Biden framed his point more accurately earlier in the debate. "The federal prison system was reduced by 38,000 people under our administration," he said.

The Federal Bureau of Prisons does keep tallies of the tens of thousands of federal inmates released each year. But the release data doesn’t say much about the Obama administration’s criminal justice reform efforts, which is the point Biden was trying to make. 

"People get released every day just because their sentence ends," Gotsch said.

The Obama administration helped drive the decline

That said, Gotsch told PolitiFact that policies implemented by the Obama administration — along with two changes made during Obama’s tenure by the independent, bipartisan U.S. Sentencing Commission — did help drive a decline in the federal prison population.

The Fair Sentencing Act of 2010, for example, dramatically reduced a 100-to-1 sentencing disparity between powder and crack cocaine, and the U.S. Sentencing Commission approved the retroactive application of some of the new sentencing guidelines. 

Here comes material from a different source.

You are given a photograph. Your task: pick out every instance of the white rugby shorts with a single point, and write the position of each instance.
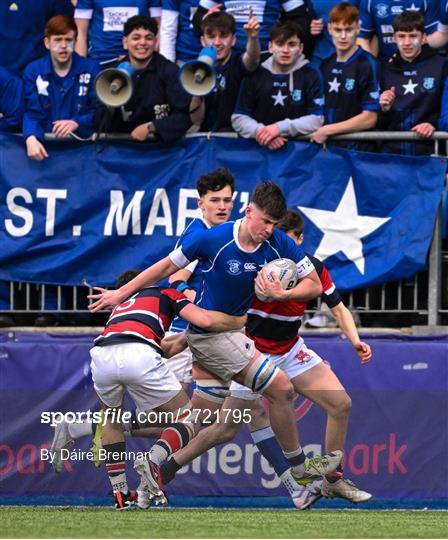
(294, 362)
(180, 364)
(135, 368)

According to a U.S. Sentencing Commission report, 7,748 crack-cocaine offenders received retroactive reductions to their prison sentences under that change. 

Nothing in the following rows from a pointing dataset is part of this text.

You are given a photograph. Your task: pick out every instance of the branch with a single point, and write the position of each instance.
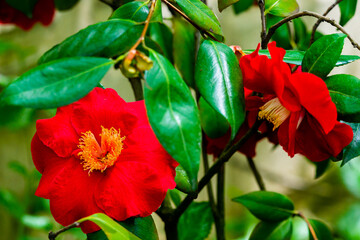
(202, 31)
(53, 235)
(257, 175)
(216, 167)
(316, 25)
(261, 4)
(273, 28)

The U.S. Sentencing Commission also voted in 2014 to reduce drug sentencing guidelines by two offense levels and apply the change retroactively. That change has resulted in 31,763 drug offenders getting retroactive sentence reductions as of June, according to the commission.

Former Attorney General Eric Holder also instituted a "Smart on Crime Initiative" that Gotsch said led to fewer federal drug prosecutions. A separate Justice Department initiative urged qualified federal inmates to seek sentence commutations. Obama commuted the sentences of 1,696 people through that program, the U.S. Sentencing Commission found

Our ruling

Biden said that as part of the Obama administration’s criminal justice reforms, "38,000 prisoners were released from federal prison."

The 38,000 figure is cherry-picked. It represents the change in the federal prison population from its peak at the end of 2012 to the end of 2018, nearly two years into Trump’s presidency. 

The federal prison population did shrink under Obama for the first time in decades, but the true decline from the start to the end of Obama’s presidency was about 12,000 prisoners.

The 38,000 figure also describes a reduction in the federal prison population — which can happen for a myriad of reasons — rather than the number of federal inmates who were released under or because of the Obama administration’s policies.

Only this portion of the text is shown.